Тупики бюрократизма

Валентин Толстых| опубликовано в номере №1433, февраль 1987
  • В закладки
  • Вставить в блог

Заметки о социальном зле

Читатель, конечно, знает и помнит «Баню» Маяковского и согласится с тем, что ничего крупнее, определеннее и выразительнее Победоносикова вместе с его «оруженосцем» Оптимистенко в нашей литературе по части изображения и разоблачения бюрократизма с тех давних пор не появлялось. Почему? На это, думаю, ответ можно дать, проведя серьезное историко-эстетическое и социологическое исследование, в ходе которого выяснится, что призывы клеймить бюрократизм, «чистить и чистить» нашу жизнь от бюрократов так и остались призывами, реальность, в сущности, не затронув. Выяснится, во-первых, что долгое время нужны были такие Щедрины и Гоголи, которые бы «нас не трогали», то есть как раз бюрократов, отождествляющих себя с Советской властью; во-вторых, что само явление бюрократизма, казалось бы, такое всем знакомое и понятное, художественно выразить, запечатлеть не так-то просто (отдельные запоминающиеся попадания в мишень, как, например, образ бюрократа «от культуры» Огурцова в блестящем исполнении Игоря Ильинского, это лишь подтверждают). Я не уверен, что, возьмись сегодня за создание современной «Бюрократиады», художники обязательно справятся с этой задачей, как не справились они недавно на экране с «Прохиндиадой», где нашло отражение все что угодно, но только не опасность агрессивной обывательщины, прохиндеев порождающей и питающей.

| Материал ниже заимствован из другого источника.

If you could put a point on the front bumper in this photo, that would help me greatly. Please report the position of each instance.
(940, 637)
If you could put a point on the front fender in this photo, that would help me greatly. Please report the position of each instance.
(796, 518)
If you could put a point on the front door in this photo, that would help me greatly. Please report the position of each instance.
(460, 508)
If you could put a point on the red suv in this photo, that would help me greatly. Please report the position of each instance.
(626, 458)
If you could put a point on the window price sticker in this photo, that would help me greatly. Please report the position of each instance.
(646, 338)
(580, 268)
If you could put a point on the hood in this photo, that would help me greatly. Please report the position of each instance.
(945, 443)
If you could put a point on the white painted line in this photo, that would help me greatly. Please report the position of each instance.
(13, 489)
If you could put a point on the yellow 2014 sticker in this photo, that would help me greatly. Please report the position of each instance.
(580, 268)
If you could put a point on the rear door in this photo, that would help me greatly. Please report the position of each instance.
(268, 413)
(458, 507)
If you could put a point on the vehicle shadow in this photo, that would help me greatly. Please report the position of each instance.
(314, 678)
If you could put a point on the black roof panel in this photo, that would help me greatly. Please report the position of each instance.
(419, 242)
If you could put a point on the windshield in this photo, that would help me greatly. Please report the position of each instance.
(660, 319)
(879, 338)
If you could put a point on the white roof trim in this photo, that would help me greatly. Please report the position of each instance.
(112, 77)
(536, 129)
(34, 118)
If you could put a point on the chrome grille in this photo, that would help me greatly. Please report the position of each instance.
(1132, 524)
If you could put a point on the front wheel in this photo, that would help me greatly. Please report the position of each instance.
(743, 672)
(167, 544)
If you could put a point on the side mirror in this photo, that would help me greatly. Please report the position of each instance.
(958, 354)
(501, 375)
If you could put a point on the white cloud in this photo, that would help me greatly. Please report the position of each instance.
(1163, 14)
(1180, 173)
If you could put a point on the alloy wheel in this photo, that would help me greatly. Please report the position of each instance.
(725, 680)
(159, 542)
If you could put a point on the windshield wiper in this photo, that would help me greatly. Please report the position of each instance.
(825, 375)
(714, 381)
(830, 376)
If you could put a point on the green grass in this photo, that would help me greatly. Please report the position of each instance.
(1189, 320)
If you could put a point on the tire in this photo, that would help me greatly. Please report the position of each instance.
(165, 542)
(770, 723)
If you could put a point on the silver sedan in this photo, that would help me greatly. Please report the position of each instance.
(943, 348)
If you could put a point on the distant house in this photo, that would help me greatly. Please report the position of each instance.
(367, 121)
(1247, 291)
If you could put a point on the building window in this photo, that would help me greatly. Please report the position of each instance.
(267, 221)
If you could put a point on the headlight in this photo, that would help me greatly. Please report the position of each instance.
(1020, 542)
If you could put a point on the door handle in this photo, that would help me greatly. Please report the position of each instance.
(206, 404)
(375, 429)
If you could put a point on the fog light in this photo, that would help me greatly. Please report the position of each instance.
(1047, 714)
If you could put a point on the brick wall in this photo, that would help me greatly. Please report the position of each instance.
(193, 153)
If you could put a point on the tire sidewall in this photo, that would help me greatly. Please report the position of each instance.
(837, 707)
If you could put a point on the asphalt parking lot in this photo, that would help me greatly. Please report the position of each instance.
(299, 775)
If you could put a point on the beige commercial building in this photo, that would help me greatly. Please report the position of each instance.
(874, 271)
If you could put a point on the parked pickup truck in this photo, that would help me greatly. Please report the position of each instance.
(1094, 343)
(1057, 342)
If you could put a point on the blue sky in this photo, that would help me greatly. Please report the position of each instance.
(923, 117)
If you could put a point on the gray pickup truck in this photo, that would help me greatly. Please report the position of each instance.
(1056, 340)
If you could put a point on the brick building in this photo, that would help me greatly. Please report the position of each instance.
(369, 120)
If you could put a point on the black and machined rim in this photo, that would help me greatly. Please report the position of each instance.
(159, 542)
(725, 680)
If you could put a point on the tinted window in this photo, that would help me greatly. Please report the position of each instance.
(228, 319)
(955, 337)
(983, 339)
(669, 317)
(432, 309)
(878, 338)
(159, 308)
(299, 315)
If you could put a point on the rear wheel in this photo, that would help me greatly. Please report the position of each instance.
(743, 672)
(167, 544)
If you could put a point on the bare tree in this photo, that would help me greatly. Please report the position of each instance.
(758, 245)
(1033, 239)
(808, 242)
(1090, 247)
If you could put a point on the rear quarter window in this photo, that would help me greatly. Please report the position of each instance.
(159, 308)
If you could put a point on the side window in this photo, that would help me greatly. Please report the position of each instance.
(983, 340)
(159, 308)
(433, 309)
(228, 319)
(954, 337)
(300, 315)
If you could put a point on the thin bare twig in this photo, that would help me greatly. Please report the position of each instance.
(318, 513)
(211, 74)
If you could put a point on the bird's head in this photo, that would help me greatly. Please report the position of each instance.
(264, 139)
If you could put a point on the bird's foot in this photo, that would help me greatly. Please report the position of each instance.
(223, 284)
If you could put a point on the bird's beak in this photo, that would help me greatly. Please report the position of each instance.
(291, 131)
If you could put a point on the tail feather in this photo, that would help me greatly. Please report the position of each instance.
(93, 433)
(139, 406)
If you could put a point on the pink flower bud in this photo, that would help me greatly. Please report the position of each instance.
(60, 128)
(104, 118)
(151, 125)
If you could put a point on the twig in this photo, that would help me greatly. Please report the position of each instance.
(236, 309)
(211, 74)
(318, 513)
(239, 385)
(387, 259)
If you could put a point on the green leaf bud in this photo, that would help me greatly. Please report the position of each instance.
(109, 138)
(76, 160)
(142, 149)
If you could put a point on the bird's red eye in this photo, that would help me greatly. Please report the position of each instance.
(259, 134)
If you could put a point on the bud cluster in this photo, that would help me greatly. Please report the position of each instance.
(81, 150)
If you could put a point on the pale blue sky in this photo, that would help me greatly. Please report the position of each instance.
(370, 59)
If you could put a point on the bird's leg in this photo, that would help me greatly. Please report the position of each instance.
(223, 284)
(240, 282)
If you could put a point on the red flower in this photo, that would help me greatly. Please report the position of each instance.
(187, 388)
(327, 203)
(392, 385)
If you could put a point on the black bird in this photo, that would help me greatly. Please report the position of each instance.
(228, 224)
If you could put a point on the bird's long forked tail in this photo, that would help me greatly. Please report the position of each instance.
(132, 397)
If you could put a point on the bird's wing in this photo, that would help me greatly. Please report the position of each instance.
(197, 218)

А если принять во внимание, что нынешние победоносиковы весьма отличаются от своих недавних предшественников (и кто такой Микеланджело знают, научились грамотные доклады составлять, правда, с чужой помощью, и умеют прикинуться простыми, демократичными, когда требуется), то задача преодоления бюрократизма намного усложняется.

Приметы и сущность

Существует расхожее представление о бюрократизме, фиксирующее отдельные приметы и свойства, но отнюдь не сущность этого социального феномена.

На первый план при этом выходят внешние признаки и проявления: волокита, канцелярщина, формализм. Бюрократизм так и определяют – как «выдвижение на первое место формальной стороны в ведении каких-либо дел, пренебрежение существом дела ради соблюдения формальностей». И соответственно бюрократ – это «должностное лицо, выполняющее свои обязанности формально, в ущерб делу»; бюрократический стиль руководства, управления – «казенный», «канцелярский» (вспомним, как положительнейший бухгалтер Ночкин гневно бичует Победоносикова – «портфель набитый», «клипса канцелярская», «вам только чтоб образцам да параграфам соответствовало»).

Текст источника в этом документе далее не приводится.